The Weasel Goes Pop


American male culture fluctuates like a bobbing cocktail stork between being self-satisfied with its progressively earned enlightenment and believing that stone knives and hickory clubs work just fine, thank you. Here we are in just such a Paleolithic phase, in which Man finds pride not merely in salaries or learnedness or good works, but also in beer bellies and living-room Jets shrines. Adam Sandler, who doesn’t glorify contented dim-wittedness so much as telethon for it, is the moment’s Will Rogers, a Today’s Man ideal as unchallenging as a broken-in recliner.

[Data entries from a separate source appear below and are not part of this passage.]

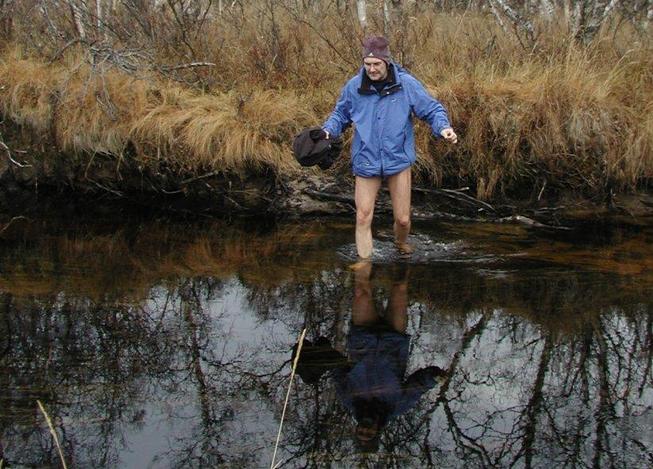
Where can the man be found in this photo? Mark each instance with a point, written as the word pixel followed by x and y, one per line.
pixel 380 101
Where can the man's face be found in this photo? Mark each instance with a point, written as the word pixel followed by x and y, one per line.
pixel 376 69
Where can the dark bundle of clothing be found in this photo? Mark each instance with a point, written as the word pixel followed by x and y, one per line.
pixel 312 147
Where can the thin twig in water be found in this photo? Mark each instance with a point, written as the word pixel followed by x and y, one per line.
pixel 285 404
pixel 54 434
pixel 4 228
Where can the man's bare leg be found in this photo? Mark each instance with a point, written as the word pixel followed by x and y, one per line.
pixel 399 186
pixel 365 197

That Sandler can often be brilliantly funny, at least outside of his movies, is hardly unusual or of consequence to Waterboy fans, for whom Big Daddy has been brought to the table with hopeful studio hearts. But is it another profit cow? Maybe not, because someone had the bright idea of pairing
Sandler with a five-year-old (Cole and Dylan Sprouse) and running the star through a Little Miss
scenario, thereby imposing a paternal dynamic where only incorrigible immaturity is expected. (You’d think they’d have Sandler relive the Jerry Lewis experience and maybe remake The Bellboy, but that is perhaps where SNL alumni fear to tread.) There are even tearful moments of orphan anxiety, with swelling score peaks you’d swear belong to the Julia Roberts movie playing next door.

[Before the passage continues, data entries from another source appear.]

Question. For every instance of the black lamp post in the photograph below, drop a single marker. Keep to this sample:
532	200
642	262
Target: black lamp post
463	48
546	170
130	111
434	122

As a slacking (but talented!) law-school grad with the rough idea of adopting his roommate’s illegit son in order to win back an errant girlfriend, Sandler is less goofy than spitefully self-absorbed, and most of the comedy feels like child abuse. Sandler embodies the ultimate nightmare sports dad, bellowing at a preschooler when he cries, taking him to the Blarney Stone, and letting him sleep in spilled food rather than interrupt the Rangers game.

It doesn’t last, of course: Sandler straightens up, everybody admires his tenderness, Joey Lauren Adams does career time as his obscure object, Kristy Swanson and Lesley Mann both radiate career helplessness as blond bitches with ridiculous cleavage, and the whole megillah ends up in custody court. There are laughs (for instance, Sandler grilling
innocent kindergartners on substance abuse), and also bids for a wider audience—this is, after all, the only film guaranteed to be seen by every football player in Wisconsin that prominently features an openly endorsed, tongue-kissing gay couple. If nothing else, Big Daddy is an acknowledgment that cave dwelling ain’t what it used to be, despite the Chief Jay Strongbow wrestling moves and Hooters product placement.